Get the Flyer (pdf)
A staggering number of your cells die every day. This death is "programmed" in that it is supposed to happen for good physiological reasons: for example, our intestines are exposed to bacteria and food chemicals, some of which are harmful, so it's better to replace the lining every 3 days or so. Likewise for skin, blood cells, and almost all others in the body. In the 1980s it was found that not only is there programmed cell death, there is a cell death program: a genetic pathway whose end point is (suicidal) cell death. It is called apoptosis. If you could convince cells to commit suicide, which would you choose? Cancer cells, surely. In fact, cell suicide probably explains why cancer is relatively rare considering all the environmental triggers for it. But cancers that survive do so, in part, by becoming resistant to committing suicide. Andrew Thorburn is one of the pioneering scientists trying to convince them to do so. To be effective, you need to identify the suicide signals and ways to (re)establish and then trigger them in cancer cells. This could be more effective than current therapies, and potentially a lot less toxic.

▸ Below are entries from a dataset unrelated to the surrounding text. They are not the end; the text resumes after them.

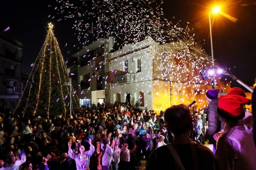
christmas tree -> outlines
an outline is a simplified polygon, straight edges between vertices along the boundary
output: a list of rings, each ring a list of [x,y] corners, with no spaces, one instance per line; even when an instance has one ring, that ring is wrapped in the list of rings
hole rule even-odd
[[[53,33],[53,25],[48,25],[45,41],[14,111],[20,117],[34,113],[41,117],[69,114],[70,104],[72,114],[79,112],[79,100],[75,92],[70,94],[70,79]],[[70,85],[64,86],[64,83]]]

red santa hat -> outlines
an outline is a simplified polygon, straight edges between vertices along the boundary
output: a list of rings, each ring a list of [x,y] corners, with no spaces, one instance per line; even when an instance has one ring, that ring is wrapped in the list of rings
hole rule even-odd
[[[244,97],[246,97],[244,90],[239,87],[233,87],[226,94],[238,95]]]
[[[232,122],[242,119],[245,116],[244,105],[250,105],[251,100],[241,96],[226,95],[219,98],[218,113]]]

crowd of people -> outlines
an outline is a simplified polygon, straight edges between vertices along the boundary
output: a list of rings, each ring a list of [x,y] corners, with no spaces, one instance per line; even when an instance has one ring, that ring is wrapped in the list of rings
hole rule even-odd
[[[72,115],[20,119],[0,113],[0,169],[133,170],[145,160],[147,170],[163,163],[173,169],[238,169],[246,159],[245,169],[253,169],[252,125],[243,123],[248,119],[244,106],[251,101],[242,89],[231,90],[219,99],[219,90],[208,90],[204,109],[182,104],[159,114],[127,101],[109,109],[83,106]],[[213,145],[213,152],[205,144]]]

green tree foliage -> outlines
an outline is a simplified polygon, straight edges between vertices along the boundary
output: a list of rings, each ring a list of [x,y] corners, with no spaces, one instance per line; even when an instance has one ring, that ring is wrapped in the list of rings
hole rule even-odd
[[[70,86],[62,85],[64,82],[70,84],[69,73],[53,33],[53,26],[49,25],[45,41],[14,111],[20,117],[33,113],[41,117],[69,114],[70,95],[72,113],[79,112],[79,100],[73,89],[70,94]]]

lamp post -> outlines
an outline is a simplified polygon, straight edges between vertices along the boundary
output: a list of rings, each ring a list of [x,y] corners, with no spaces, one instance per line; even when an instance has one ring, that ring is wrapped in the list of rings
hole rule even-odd
[[[68,84],[67,83],[62,83],[62,84],[61,84],[62,86],[70,86],[70,116],[71,116],[71,104],[72,104],[72,101],[71,100],[71,93],[72,93],[72,91],[71,90],[71,78],[70,78],[70,83]]]
[[[213,8],[213,12],[217,14],[220,12],[220,8],[215,7]],[[212,46],[212,37],[211,35],[211,12],[209,12],[209,23],[210,26],[210,37],[211,38],[211,60],[212,63],[212,67],[214,68],[214,59],[213,58],[213,48]],[[213,77],[212,88],[215,89],[215,72],[213,70]]]

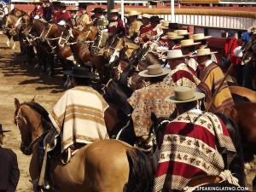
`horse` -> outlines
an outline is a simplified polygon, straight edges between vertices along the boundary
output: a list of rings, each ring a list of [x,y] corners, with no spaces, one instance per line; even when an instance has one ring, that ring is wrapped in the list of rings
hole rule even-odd
[[[49,47],[51,49],[50,54],[55,53],[57,55],[61,61],[63,71],[70,69],[72,66],[72,63],[67,60],[67,58],[72,56],[72,50],[69,45],[63,44],[62,46],[61,44],[62,40],[61,36],[64,29],[64,26],[61,26],[58,24],[49,23],[45,26],[39,37],[42,42],[47,42],[48,47]],[[52,77],[55,75],[54,65],[50,65],[49,67],[50,71],[49,76]]]
[[[49,127],[48,113],[38,103],[20,103],[15,99],[15,123],[21,134],[20,150],[32,154],[30,175],[39,175],[37,146]],[[45,124],[44,124],[45,125]],[[52,159],[49,191],[76,192],[149,192],[152,190],[152,171],[145,154],[138,148],[117,140],[102,140],[82,147],[69,163]]]
[[[216,113],[215,114],[220,118],[225,125],[225,127],[227,128],[227,131],[229,131],[236,149],[236,155],[233,159],[229,167],[227,167],[227,165],[225,165],[225,169],[230,170],[230,172],[235,174],[234,176],[238,178],[240,186],[245,187],[246,175],[244,172],[242,142],[240,137],[239,128],[231,119],[219,113]],[[153,149],[155,150],[156,147],[160,148],[160,146],[157,146],[157,144],[161,143],[166,127],[172,121],[172,119],[157,118],[156,115],[152,113],[151,120],[153,122],[153,125],[150,128],[149,136],[151,135],[151,137],[148,137],[148,140],[150,141],[154,139],[154,144],[156,146],[154,146]],[[151,137],[154,138],[152,139]],[[226,160],[225,156],[224,156],[224,160]]]

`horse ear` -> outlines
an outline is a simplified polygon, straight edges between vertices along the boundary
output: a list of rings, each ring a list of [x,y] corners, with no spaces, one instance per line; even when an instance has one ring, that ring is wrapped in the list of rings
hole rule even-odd
[[[36,98],[36,96],[34,96],[34,97],[32,98],[32,102],[35,102],[35,98]]]
[[[156,115],[154,112],[151,112],[151,120],[153,123],[154,123],[156,121],[157,118]]]
[[[16,98],[15,98],[15,105],[17,110],[20,108],[20,101]]]

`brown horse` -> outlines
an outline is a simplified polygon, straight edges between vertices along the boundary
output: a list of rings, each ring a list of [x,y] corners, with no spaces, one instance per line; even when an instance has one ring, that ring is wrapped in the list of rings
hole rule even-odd
[[[67,58],[72,55],[72,51],[69,45],[63,44],[63,46],[61,46],[59,44],[59,42],[61,40],[61,36],[64,29],[65,28],[63,26],[55,23],[48,24],[39,37],[43,43],[47,42],[48,46],[51,49],[51,53],[55,53],[57,55],[61,61],[63,71],[70,69],[72,66],[70,61],[67,60]],[[49,75],[53,76],[55,74],[54,66],[52,65],[49,67],[50,72]]]
[[[48,113],[36,102],[20,104],[15,99],[15,124],[21,133],[20,150],[32,154],[30,175],[39,175],[37,146],[48,131],[44,121]],[[45,124],[44,124],[45,125]],[[102,140],[80,148],[71,160],[63,165],[52,160],[50,191],[76,192],[149,192],[153,177],[147,157],[138,148],[117,140]]]

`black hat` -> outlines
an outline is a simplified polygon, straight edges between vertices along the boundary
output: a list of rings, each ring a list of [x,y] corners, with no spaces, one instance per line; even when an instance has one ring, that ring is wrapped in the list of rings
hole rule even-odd
[[[168,28],[169,29],[177,29],[178,26],[177,23],[169,23]]]
[[[231,39],[235,34],[236,34],[236,32],[234,30],[230,30],[229,32],[229,35],[227,37],[227,39]]]
[[[0,133],[9,132],[9,131],[10,131],[9,130],[3,131],[2,128],[2,124],[0,124]]]
[[[58,3],[58,6],[61,7],[61,8],[66,8],[66,3]]]
[[[79,8],[87,8],[87,3],[79,3]]]
[[[91,13],[103,13],[105,12],[106,9],[102,9],[102,8],[95,8],[93,10],[91,10]]]
[[[150,22],[154,22],[154,21],[160,21],[161,20],[163,20],[163,19],[162,18],[159,18],[159,16],[152,16],[152,17],[150,17],[149,21]]]
[[[63,73],[76,78],[93,79],[96,77],[95,73],[90,73],[88,68],[83,67],[73,67],[72,70],[64,71]]]

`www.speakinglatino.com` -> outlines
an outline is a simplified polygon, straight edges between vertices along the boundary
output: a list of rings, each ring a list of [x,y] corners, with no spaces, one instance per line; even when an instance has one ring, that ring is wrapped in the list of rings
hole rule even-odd
[[[248,187],[185,187],[184,191],[186,190],[204,190],[204,191],[211,191],[211,190],[249,190]]]

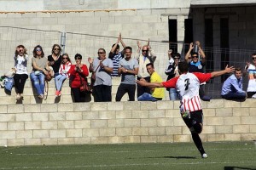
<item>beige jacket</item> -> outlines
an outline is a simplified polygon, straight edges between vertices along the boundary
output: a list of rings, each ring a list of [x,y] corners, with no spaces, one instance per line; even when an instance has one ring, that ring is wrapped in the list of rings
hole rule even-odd
[[[154,55],[154,53],[152,49],[149,50],[148,57],[144,57],[143,54],[138,54],[138,53],[135,55],[135,59],[137,59],[139,63],[139,70],[138,70],[137,77],[149,77],[150,76],[150,75],[147,71],[147,67],[146,67],[146,65],[150,63],[150,60],[148,58],[153,62],[154,61],[154,60],[156,58],[156,56]]]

Another process of current interest is autophagy. In order to metastasize, tumor cells must adapt to untoward, stressful microenvironments as they disseminate into the systemic circulation and colonize distant organ sites. Autophagy, a tightly regulated self-digestion process that is upregulated during cellular stress, has been demonstrated to suppress primary tumor formation, but how autophagy influences metastasis remains unknown. Autophagy may inhibit metastasis by promoting antitumor inflammatory responses or by restricting the expansion of dormant tumor cells into metastases. Conversely, self-eating may promote metastasis by enhancing tumor cell fitness in response to environmental stresses during metastatic progression. Because autophagy is regulated by the cell and its environment, it may serve both prometastatic and antimetastatic functions depending on the contextual demands placed on tumor cells throughout the metastatic process. This offers yet more opportunities for intervention.
Although apoptosis was first described as recently as 1972, and the first hint of its mechanism had to wait until 1980, there have since been 189,905 papers published on apoptosis in the peer-reviewed literature! (as of 27 September 2010; new papers are published at the rate of about 35/day).
Earlier this year, to raise funds for cancer research, Andrew Thorburn rappelled down a 28-storey building in downtown Denver in his kilt.
Andrew Thorburn, D. Phil., is Professor and Chairman of the Department of Pharmacology, University of Colorado School of Medicine, Aurora. He was born and educated in Glasgow, and then went on to the University of Oxford for a D. Phil. in biochemistry, received in 1990. From there he went to the University of California in San Diego for a postdoctoral fellowship. From 1993 to 2000 he was a cancer researcher on faculty at the University of Utah, and then moved to Wake Forest University, where he was until his arrival at the University of Colorado in 2004. He was awarded the Grohne endowed chair in Cancer Research, was promoted to full professor, and served as Associate Director of the University of Colorado Comprehensive Cancer Center. As Associate Director, his role was to oversee the laboratory-based research at the Center, which has over 200 full faculty members with annual peer-reviewed cancer research funding of $120 million. More recently he has been Interim Director of the UCCCC. He just stepped down from that role to become the Chair of Pharmacology. He is on the editorial board of two journals most Café-goers read regularly: Apoptosis, and Autophagy. He has numerous research grants, many stellar publications, teaching awards, and active collaborations.
He writes: “My laboratory studies the regulation of cell death and the interaction between apoptosis and autophagy as it relates to the development of cancer, the response of cancer cells to therapy and the activation of other aspects of the anti-tumor response such as development of an effective immune response to dying tumor cells. We have a particular focus on studying new therapeutics that target the TRAIL receptor signaling pathways and on the development and use of targeted toxins, which are recombinant proteins consisting of a targeting domain fused to a bacterial toxin. Collaborative translational projects with medical oncologists Art Frankel (Scott & White Memorial Hospital, Texas), Anthony Elias (University of Colorado) and Tom Flaig (University of Colorado) along with a basic scientist John Ohlfest (Univ. of Minnesota) focus on the use of targeted toxins in tissue culture to treat glioblastoma, breast cancer, bladder cancer and acute myeloid leukemia (AML). Human clinical trials in bladder and breast cancer are being planned; clinical trials in AML are ongoing. Work on the TRAIL pathway involves collaborations with basic scientists (Heide Ford and Christine Wu, Univ. of Colorado) and clinical investigators (Kian Behbakht and Ross Camidge, Univ. of Colorado) and focuses on ovarian, breast and lung cancer using in vitro and animal models together with translational studies in humans.”